WTI drops 1.5% on Monday on heightened expectations of rising US output
- Brent drops more than 2% on Monday, edges lower toward $62.
- Rising oil rig count from the U.S. point to increasing production.
- OPEC output is set to decrease to a 6-month low.
The positive impact of OPEC's decision to extend the oil output cut until the end of 2018 on crude oil prices didn't last long. After failing to refresh its two-year high above the $59 handle, the barrel of West Texas Intermediate came under pressure on Monday and was last seen trading at $57.45, down nearly $1, or 1.6% on the day.
American producers are looking to take advantage of higher prices
Friday's data released by Baker Hughes Inc. showed that the number of active oil rigs increased by 2 on a weekly basis last week, bringing the total number to its highest level in more than two months at 749. Investors are worried that American shale producers are going to make it difficult for the oil market to rebalance as they keep ramping up the output as soon as prices start to rise.
In the meantime, Reuters published the findings of a recent survey on Monday, revealing that OPEC's compliance with the output cuts advanced to 112% in November from 92% in October. The details of the report showed that Angola and Iraq recorded the biggest drops. Commenting on the report, "based on the recent past we can start the New Year with relative optimism as far as conformity is concerned. The outcome of last Thursday's meeting looks constructive," Tamas Varga of oil broker PVM told Reuters.

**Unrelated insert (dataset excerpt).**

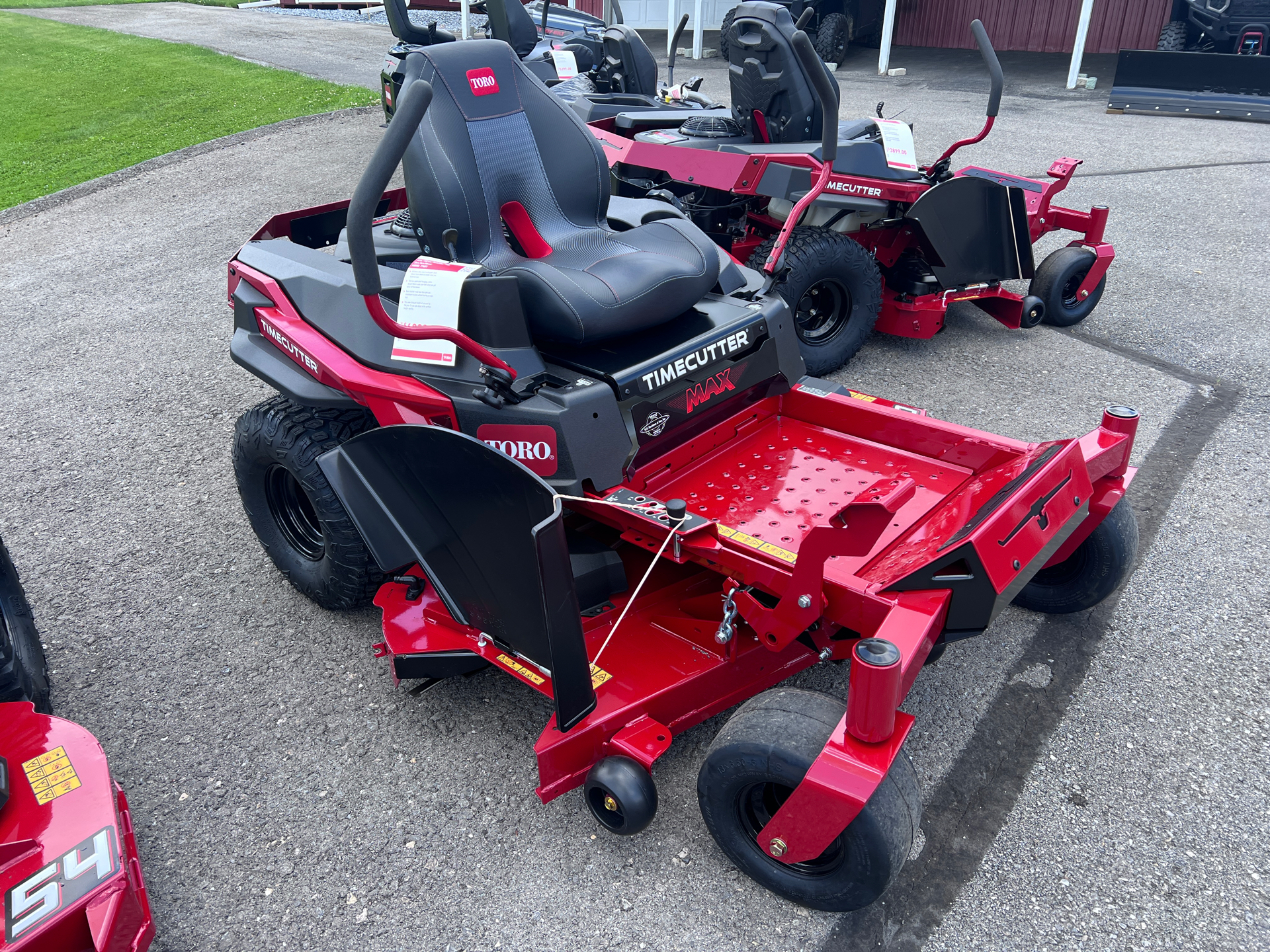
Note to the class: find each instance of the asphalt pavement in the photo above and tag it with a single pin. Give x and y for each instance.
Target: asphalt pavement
(1095, 782)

Later this week, investors will be closely watching the weekly inventory reports from the United States. In case the data shows a higher than expected buildup in stock levels, crude oil could continue to suffer losses. In the meantime, the barrel of Brent is down 2.15% at $62.35 at the moment.
Technical levels to consider
The initial support for the barrel of WTI could be seen at $56.75 (Nov. 29 low) ahead of $56 (psychological level) and $54.80 (Nov. 14 low). On the upside, resistances align at $58.10 (Nov. 28 high), $59.05 (Nov. 24 high) and $60 (psychological level).